Nova Scotia

N.S. mayors march for funding deal

Mayors from around Nova Scotia are urging the provincial government to keep a funding agreement in place.
Mayors from around Nova Scotia march into Province House on Friday. (Steve Lawrence/CBC)

Mayors from around Nova Scotia are urging the provincial government to keep a funding agreement in place.

Several municipal leaders, including Halifax Mayor Peter Kelly, marched to Province House on Friday.

"It was a dark day, the day this government dishonoured an agreement that was made in 2008 and legislation was put through to cover that agreement. Housing and corrections was accepted by that government—to be covered for forever and a day, never to reappear again," said Billy Joe MacLean, mayor of Port Hawkesbury.

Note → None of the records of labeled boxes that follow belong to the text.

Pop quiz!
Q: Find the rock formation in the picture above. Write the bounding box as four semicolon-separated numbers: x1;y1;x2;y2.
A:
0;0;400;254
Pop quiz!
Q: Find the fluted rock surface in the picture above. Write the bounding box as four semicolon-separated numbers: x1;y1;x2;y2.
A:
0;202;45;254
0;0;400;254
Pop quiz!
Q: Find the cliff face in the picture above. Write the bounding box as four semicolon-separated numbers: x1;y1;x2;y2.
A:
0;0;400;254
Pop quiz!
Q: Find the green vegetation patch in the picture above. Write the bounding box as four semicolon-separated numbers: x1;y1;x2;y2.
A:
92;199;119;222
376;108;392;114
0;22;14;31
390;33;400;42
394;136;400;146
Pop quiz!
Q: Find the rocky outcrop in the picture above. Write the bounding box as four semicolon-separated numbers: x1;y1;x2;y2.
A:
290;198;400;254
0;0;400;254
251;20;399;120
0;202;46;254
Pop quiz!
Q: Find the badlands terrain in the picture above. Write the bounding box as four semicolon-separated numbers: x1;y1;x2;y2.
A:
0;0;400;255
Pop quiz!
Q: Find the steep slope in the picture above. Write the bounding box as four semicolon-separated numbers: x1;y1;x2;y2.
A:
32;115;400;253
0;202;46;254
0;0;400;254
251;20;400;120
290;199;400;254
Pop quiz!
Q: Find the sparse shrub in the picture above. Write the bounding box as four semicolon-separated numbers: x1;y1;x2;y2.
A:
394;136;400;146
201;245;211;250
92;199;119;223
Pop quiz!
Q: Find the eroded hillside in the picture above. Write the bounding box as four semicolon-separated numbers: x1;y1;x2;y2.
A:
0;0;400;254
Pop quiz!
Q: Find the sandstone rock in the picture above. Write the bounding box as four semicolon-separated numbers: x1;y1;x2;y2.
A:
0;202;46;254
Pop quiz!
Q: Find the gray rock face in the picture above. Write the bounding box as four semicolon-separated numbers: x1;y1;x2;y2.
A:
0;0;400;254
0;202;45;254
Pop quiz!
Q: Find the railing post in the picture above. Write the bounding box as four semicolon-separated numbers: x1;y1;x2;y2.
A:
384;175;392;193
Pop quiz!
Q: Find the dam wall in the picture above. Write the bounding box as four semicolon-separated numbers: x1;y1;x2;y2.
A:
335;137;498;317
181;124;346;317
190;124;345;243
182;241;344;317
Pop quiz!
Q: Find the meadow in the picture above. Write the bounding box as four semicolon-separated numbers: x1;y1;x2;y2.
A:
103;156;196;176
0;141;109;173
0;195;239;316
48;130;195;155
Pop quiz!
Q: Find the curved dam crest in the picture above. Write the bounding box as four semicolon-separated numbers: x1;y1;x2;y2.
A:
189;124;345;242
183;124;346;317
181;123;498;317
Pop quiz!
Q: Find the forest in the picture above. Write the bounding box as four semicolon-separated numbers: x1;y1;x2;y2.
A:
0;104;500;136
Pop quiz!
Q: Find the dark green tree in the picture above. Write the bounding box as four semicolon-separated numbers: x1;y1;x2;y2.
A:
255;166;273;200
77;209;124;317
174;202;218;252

"This government found in that MOU [memorandum of understanding] a clause that they could opt out. Worse than that, they gave us two hours' notice … no negotiation, no discussion. Not only that, but they lifted the cap on education. The residents of this city are going to be dinged in 2014 with increased taxes."

MacLean asked that the public not blame mayors and council for tax increases, but the blame falls on the provincial government.

Kelly encouraged people to call MLAs and give their input on the tax bill.

"In year four of this agreement, this is going to cost the average tax payers $100 more on their taxes. The average business, $400 more on their taxes because of this legislation change … it should not be happening," said Kelly.

The government says it can't afford to cover $100 million in costs laid out in a 2007 funding deal for municipalities.

The Union of Nova Scotia Municipalities says downloading those costs will likely mean layoffs, cuts in service and even tax increases.

The group reached the seven-year funding agreement with the previous Conservative government.

"Our word should mean something—that's the point I wanted to make today," said Conservative leader Jamie Baillie. "The province's signature should mean something."

Under the agreement, the province would gradually assume municipal contributions for public housing and jails. Municipalities would limit their education contributions to the consumer price index.

The NDP government says the deal has cost the province about $21.5 million already and would have cost more than $100 million after seven years.

The agreement remains in place this year, but the government is scrapping it as of 2012-13.

"This speaks to a larger issue in the sense of the arrogance of this government quite frankly," said Nova Scotia Liberal leader Stephen McNeil. "Whether it's with municipalities, school boards, whether it's with hospital authorities, they have shown zero respect for other members of our community—people who are elected officials ...  their partners."